Und dann kam der grosse Augenblick. Exkursion ins Datenverarbeitungszentrum der Ölbrennerfabrik. Alle stehen um eine grosse Konsole mit dem Kartenleser. Die Lochkarten rattern in die Maschine. Hinten im gekühlten Computerraum tut sich was, grosse Magnetbandspulen drehen links herum und drehen rechts herum, und tada, auf dem kleinen schwarzgrünen Bildschirmchen läuft tadellos das Progrämmchen ab, irgendein einfacher Rechenvorgang, an den sich Boscardin nicht mehr genau erinnern konnte.

Boscardin klickte das 3-D-Programm weg und öffnete die Textdatei mit dem Bericht zu ihrem Backspatter-Experiment.

Krissy Kraut machte sich derweil trotz der Kälte mit ihrem hellblauen Rennvelo auf den Weg quer durchs Länggassquartier, von der Rechtsmedizin an der Bühlstrasse zur grossen Schanze, zu den Sternfahrern. Sie flitzte flink vor einem Lastwagen durch und bog in die Sidlerstrasse ein. Der Laster quälte sich qualmend die Schanzenstrasse hoch.

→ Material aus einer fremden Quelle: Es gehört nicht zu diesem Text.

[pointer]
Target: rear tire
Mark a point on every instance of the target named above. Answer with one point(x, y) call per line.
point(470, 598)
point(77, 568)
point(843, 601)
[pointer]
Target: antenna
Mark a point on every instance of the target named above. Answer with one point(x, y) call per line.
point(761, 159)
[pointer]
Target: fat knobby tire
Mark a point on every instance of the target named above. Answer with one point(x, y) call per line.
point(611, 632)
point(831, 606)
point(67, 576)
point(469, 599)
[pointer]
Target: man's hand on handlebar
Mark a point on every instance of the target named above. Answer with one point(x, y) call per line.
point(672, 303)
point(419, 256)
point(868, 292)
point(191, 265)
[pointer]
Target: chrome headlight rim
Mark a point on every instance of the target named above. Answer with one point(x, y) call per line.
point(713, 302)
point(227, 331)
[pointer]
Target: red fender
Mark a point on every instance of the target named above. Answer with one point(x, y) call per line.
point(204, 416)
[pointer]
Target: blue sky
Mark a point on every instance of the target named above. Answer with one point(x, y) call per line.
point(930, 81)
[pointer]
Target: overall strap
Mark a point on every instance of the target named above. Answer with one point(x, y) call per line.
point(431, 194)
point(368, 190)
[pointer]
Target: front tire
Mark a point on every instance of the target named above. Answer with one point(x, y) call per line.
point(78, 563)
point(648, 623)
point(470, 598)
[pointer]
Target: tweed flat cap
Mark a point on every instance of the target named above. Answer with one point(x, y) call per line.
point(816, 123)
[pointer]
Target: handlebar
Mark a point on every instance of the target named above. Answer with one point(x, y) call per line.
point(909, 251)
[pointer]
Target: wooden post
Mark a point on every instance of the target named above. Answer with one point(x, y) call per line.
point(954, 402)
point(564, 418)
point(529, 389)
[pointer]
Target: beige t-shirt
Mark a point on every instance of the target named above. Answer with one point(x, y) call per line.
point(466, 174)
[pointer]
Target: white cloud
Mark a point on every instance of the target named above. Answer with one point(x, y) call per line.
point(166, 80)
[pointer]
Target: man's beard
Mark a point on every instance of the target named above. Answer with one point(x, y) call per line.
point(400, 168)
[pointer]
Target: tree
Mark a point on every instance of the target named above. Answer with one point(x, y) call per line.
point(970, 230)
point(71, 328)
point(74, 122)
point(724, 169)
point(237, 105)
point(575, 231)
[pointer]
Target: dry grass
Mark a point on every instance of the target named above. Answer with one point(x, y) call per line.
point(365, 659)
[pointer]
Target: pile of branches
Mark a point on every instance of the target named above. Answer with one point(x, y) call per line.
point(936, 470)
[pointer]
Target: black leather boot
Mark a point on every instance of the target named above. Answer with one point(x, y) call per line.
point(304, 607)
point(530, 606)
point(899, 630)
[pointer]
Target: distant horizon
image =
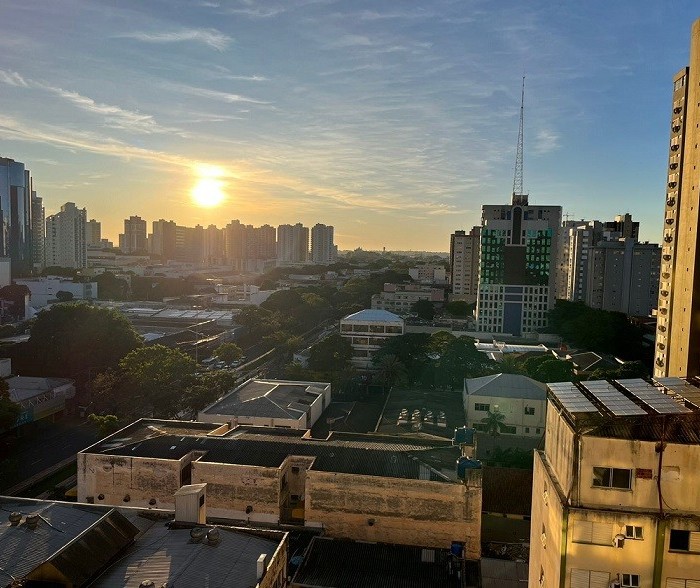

Die Leiche in der Kadaversammelstelle des Tierspitals, nein, das war kein schöner Anblick gewesen. Staatsanwalt Zwahlen hatte neben ihr gestanden. Studer, der ihr meist freie Hand gelassen hatte, bei den Ermittlungen im Hintergrund geblieben, im Gerichtssaal aber umso brillanter aufgetreten war; Studer war nicht da, Studer nahm ein Sabbatical, machte an der Fachhochschule ein CAS als Papierrestaurator. Ein CAS, ein Certificate of Advanced Studies, gute Güte.

Mit Zwahlen würde es nicht so einfach werden. Kraut hatte geseufzt.

Ja ja, das könnte eine verzwickte Sache geben, hatte Zwahlen gemeint. Und natürlich brauchen wir Resultate, Kraut. Aber, und das ist meine Maxime, zu Resultaten kommen wir nur mit Geduld. Geduld, Kraut, Geduld brauchen wir. Nicht einfach rum-zack, reinholen, Kreuzverhör. Geduld, Geduld sag ich immer. Warten, schauen, hören, horchen. Vielleicht etwas anstossen, ja, aber dann Geduld, schauen, was passiert. Nicht dieses Zen-Zeug, Buddhismus-Ding, aktive Geduld nenn ich das, aktive Geduld, verstehen Sie. Jemand macht immer einen Fehler. Nichts ist so schwer, wie etwas zu verheimlichen. Sie können eine Tat vielleicht wegpacken, quasi in die Kühltruhe ihrer Erinnerungen stecken. Aber lügen braucht unheimlich viel Energie und Konzentration. Lügen ist anstrengend und ermüdend. Wir müssen dem Täter Zeit lassen, sich zu verplappern, sich zu verraten. Er wartet nur auf diese Möglichkeit. Er weiss es vielleicht nicht, aber er wartet nur darauf. Auf diese Erleichterung. Darauf wartet er. Das warten wir ab. Wir warten, geduldig, Herrgottsack.